Film Manufacturers Inc. (FMI) was founded by filmmaker Katharina Otto-Bernstein to create an international production company that develops, produces and co-produces fiction and non-fiction entertainment.

In 2006, FMI’s Absolute Wilson had its world premiere at the Berlin Film Festival; after a successful international festival run, it went on to win the Art Film of the Year award from Art Basel. In 2007, Absolute Wilson – The Biography was published by Prestel Publishing as a companion book.

Otto-Bernstein directed and produced Beautopia for FMI, which screened in competition at Sundance Film Festival in 1998 and won the Silver Hugo at the Chicago Film Festival the same year. FMI's other titles include The Need For Speed, Coming Home, When Night Falls Over Moscow, and The Second Greatest Story Ever Told.

Mapplethorpe: Look at the Pictures, produced by Otto-Bernstein for FMI, received its premiere at Sundance Film Festival in January 2016, followed by the International Premiere at the Berlin Film Festival in February, and a world television premiere on HBO in April.
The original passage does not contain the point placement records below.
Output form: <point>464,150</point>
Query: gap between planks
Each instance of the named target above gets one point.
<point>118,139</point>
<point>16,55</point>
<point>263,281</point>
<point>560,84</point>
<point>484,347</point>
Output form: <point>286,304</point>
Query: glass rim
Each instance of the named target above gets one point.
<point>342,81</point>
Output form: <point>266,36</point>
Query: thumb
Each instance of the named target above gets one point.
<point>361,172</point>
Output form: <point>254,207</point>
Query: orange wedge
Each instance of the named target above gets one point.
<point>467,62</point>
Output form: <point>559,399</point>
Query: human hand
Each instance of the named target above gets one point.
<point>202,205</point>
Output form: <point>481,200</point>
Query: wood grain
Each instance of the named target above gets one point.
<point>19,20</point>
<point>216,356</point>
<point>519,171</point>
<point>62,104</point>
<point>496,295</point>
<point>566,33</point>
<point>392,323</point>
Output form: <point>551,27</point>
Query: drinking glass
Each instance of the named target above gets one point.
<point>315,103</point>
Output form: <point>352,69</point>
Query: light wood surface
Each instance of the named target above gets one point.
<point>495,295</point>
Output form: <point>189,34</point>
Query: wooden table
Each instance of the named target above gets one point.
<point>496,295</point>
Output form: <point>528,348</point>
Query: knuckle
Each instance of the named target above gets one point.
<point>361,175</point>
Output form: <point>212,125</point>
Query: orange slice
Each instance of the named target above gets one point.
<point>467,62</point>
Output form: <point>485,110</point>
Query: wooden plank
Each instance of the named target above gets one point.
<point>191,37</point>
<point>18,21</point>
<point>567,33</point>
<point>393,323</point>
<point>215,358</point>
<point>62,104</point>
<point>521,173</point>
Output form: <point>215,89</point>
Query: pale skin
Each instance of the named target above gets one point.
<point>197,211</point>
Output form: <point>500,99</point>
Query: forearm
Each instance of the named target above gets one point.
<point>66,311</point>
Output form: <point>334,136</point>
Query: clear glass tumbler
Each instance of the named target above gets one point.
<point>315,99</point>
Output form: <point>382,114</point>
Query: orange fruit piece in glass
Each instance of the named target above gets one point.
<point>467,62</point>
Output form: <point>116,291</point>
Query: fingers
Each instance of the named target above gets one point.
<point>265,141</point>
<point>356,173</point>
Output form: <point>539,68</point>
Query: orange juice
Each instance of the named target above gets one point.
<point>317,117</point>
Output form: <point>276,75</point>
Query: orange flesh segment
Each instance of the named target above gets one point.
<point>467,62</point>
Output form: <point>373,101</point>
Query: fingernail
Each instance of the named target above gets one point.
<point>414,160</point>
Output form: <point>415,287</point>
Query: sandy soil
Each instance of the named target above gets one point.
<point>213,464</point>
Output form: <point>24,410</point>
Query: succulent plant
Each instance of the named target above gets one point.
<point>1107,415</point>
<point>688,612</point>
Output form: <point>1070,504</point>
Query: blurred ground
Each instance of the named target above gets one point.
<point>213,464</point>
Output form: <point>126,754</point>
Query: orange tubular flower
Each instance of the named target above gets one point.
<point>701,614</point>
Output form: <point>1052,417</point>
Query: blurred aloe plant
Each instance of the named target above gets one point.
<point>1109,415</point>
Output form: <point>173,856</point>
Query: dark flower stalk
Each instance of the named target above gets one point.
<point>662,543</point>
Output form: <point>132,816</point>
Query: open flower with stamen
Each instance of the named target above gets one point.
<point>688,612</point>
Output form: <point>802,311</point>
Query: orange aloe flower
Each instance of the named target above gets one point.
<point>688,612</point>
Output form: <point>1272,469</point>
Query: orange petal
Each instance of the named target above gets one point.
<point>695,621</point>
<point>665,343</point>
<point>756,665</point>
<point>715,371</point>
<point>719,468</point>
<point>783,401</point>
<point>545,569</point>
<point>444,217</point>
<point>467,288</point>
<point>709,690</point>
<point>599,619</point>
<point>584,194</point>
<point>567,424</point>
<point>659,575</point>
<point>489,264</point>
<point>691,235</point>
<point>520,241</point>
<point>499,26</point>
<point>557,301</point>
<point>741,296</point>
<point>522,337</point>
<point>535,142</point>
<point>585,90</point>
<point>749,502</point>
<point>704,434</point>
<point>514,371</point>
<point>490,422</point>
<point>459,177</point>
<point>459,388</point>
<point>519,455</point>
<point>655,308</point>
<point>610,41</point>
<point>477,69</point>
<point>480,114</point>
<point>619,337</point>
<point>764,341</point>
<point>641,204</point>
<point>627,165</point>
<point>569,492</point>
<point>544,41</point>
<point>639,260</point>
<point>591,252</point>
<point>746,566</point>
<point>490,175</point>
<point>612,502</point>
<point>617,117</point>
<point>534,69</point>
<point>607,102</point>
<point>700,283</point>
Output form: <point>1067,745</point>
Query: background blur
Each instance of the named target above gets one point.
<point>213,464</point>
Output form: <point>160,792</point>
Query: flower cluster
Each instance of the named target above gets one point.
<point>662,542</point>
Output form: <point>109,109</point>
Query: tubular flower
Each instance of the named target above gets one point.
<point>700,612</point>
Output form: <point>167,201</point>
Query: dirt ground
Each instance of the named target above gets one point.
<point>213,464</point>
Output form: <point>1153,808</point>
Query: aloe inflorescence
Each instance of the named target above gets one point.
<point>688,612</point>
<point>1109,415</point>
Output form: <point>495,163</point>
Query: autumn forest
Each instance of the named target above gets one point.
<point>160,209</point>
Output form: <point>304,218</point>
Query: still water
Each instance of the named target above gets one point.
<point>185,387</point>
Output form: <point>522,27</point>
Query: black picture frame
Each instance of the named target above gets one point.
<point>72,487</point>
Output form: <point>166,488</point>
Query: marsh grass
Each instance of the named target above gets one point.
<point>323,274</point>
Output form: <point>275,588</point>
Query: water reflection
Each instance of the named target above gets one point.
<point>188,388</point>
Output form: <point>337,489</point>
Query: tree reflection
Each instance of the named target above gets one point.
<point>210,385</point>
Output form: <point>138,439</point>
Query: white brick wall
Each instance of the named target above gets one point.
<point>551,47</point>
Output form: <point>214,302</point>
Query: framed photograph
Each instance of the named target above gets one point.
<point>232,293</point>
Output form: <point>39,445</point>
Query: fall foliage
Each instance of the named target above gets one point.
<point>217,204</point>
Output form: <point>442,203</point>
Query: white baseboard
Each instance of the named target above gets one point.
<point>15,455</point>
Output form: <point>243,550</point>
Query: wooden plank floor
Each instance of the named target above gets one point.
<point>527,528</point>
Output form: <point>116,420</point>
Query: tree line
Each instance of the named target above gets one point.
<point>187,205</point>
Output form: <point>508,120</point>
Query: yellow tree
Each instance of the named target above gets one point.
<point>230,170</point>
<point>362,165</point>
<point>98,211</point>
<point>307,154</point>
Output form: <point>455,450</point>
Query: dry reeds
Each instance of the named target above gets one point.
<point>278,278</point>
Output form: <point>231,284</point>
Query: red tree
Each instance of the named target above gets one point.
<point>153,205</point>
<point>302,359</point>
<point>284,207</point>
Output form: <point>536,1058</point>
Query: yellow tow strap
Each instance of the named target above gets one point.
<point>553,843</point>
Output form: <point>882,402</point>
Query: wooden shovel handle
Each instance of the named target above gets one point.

The film was released theatrically in the US and UK in April 2016, followed by the rest of the world. Mapplethorpe: Look at the Pictures was nominated for two Emmy Awards: Outstanding Documentary Or Nonfiction Special and Outstanding Cinematography For A Nonfiction Program.

In 2018, FMI executive-produced The Price of Everything, a documentary examining the role of art and artistic passion in today’s money driven, consumer-based society. The film had its world premiere at Sundance Film Festival, followed by a theatrical run, and a TV premiere on HBO.

In 2019, FMI was a co-producer on the Amazon Prime TV-Series Fur Umme, which is currently developing its second season. 

In 2021, FMI produced the narrative feature Maalsund (starring Ulrich Tukur and Sibel Kekilli, Westdeutscher Rundfunk). Currently in pre-production are Heisenberg (directed by Uli Edel) and The Galapagos Affair (directed by Marc Rothemund).